Curious, nosey, or just the real need to know, you pick one, I asked what happened prior to the patient passing out. The patient took a little pill, the one that is needed sometimes by men who are naked in the bedroom. Just prior to the act of, well you know, he literally dropped dead. Many people do not know that pharmaceutical companies discovered by accident that some high blood pressure medications had an unusual side effect that could treat erectile disfunction. Dropping dead is usually not a well-advertised side effect.

In order to expedite transport I asked the female just to meet us down at the hospital and the staff there would get the rest of the story. With the patient in the back of the unit, we went on to the hospital with a patient that had his own pulse and at times breathing on his own.

We arrived at a hospital that has hypothermic treatment study. Walking in the code room and began turn over two females were brought to the room. One I recognized as the female from the house, the other I did not. While I was writing my call-sheet, I sat in the room. Finally, with the adulterer on one side of the patient she introduces the other female on the other side of the patient as the patients’ wife.
The doctors began getting the past medical history from the wife and the current history from the adulterer. There is the story of the patient who wished he were still dead.

Nearly Headless

The best calls happen at night. There is the dark, the unknown, and the scary. This call was a combination of all those types of calls.

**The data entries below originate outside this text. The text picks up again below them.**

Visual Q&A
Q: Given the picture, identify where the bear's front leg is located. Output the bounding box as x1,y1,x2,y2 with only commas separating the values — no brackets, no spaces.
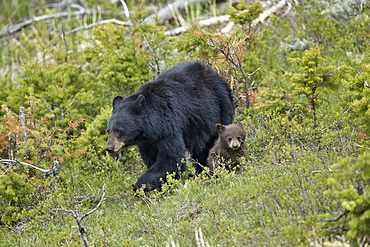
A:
134,137,185,192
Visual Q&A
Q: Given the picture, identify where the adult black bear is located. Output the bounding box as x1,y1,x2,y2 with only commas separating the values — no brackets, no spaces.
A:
207,122,246,172
106,62,235,191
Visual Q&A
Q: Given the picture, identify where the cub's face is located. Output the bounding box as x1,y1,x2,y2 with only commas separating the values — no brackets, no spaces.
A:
106,96,145,153
216,122,246,151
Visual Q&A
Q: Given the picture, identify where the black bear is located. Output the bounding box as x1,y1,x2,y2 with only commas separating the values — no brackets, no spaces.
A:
207,122,246,172
106,62,235,191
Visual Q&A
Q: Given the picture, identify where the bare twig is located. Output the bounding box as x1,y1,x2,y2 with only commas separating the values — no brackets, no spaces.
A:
61,184,106,247
59,0,68,62
165,0,288,36
0,4,85,36
325,210,349,222
0,159,59,178
144,0,214,25
66,19,132,35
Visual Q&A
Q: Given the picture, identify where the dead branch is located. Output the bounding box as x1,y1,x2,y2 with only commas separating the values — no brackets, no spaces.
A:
66,19,132,35
165,0,289,36
0,4,86,37
144,0,214,25
61,184,106,247
0,159,59,178
324,210,349,222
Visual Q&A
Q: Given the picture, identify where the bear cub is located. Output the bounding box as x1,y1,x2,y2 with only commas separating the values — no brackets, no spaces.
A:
106,62,235,191
207,122,246,172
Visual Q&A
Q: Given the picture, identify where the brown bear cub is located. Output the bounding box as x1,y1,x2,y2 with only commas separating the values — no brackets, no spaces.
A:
207,122,245,172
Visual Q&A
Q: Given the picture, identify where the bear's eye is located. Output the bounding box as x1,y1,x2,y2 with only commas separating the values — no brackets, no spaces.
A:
114,128,123,134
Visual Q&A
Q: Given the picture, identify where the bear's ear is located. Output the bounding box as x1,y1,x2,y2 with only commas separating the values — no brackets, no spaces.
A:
133,94,145,113
216,123,225,134
112,96,123,108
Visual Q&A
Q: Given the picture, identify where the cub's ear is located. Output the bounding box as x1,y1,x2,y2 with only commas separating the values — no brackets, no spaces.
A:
236,121,244,128
132,94,145,113
112,96,123,108
216,123,225,134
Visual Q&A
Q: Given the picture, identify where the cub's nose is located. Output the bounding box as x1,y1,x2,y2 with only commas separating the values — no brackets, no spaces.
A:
105,146,114,153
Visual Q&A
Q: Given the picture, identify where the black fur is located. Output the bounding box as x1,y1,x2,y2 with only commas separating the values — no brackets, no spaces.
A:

Sitting on a street corner, which is where we wait for calls, dispatch assigned my unit to a hemorrhage call. Nothing special, usually, about bleeding. It is actually one of the easier calls to work. Someone bleeds we give a band aide. The more they bleed the bigger the band aide. There is nothing like the KISS method in medicine. Keep it stupid simple.

While responding to the call, the only information we would get from dispatch was the address and that the calls’ girlfriend was bleeding, that was all the information call would give. We arrived on the street and in the block of the call; there were several houses dark, no front porch lights, and no one waving us down. My partner and I begin to do our search of the area. The boyfriend made the call from a payphone a few blocks away, so we began there. Hoping to find someone that would show us which house, we found nothing.

We drove back to the block. Two police cruisers pulled up to a house in the middle of the block. We asked the officers if they knew anything and one pointed out the house. One of the officers advised he was just there not an hour before for a domestic violence call.

The house was a small two-bedroom home like most on that block. Everything was dark. We knocked but no answer. The officers led the way into the house. They have the guns, not me, and they would not be in my way if I have to run. The two officers began searching the house and my partner and I followed. Being young and stupid, when the officer I was following went to the first bedroom, I went to the second.

I opened the door cautiously and began looking around. My eyes caught a glimpse of something shiny. Paramedics love shiny things. It was the hemorrhage. The blood was still dripping from her neck. Much slower that it was originally, I presume. With only a few pieces of flesh holding her head to her shoulders I did not even check for a pulse, I pronounced her dead. My partner scared that somehow she still had a pulse checked, guess what, she still did not have pulse.

This was one of my creepier calls and one I share a lot with patients of domestic violence, both male and female.

And the rest of the story… The police officer who state he was just there, gave the story that the female (now dead) was struck to the head with a coke bottle. When the officers began to arrest her boyfriend the female (now dead) refused to press charges or to testify. Frustrated that the female would not testify the officer did not want to waste time arresting the assailant. The got their word that they would behave that night and left without the arrest. The state where this happed has a law on the books that, even if the victim does not want to press charges, the police are to arrest the assailant of domestic violence calls. This time it could have changed a life.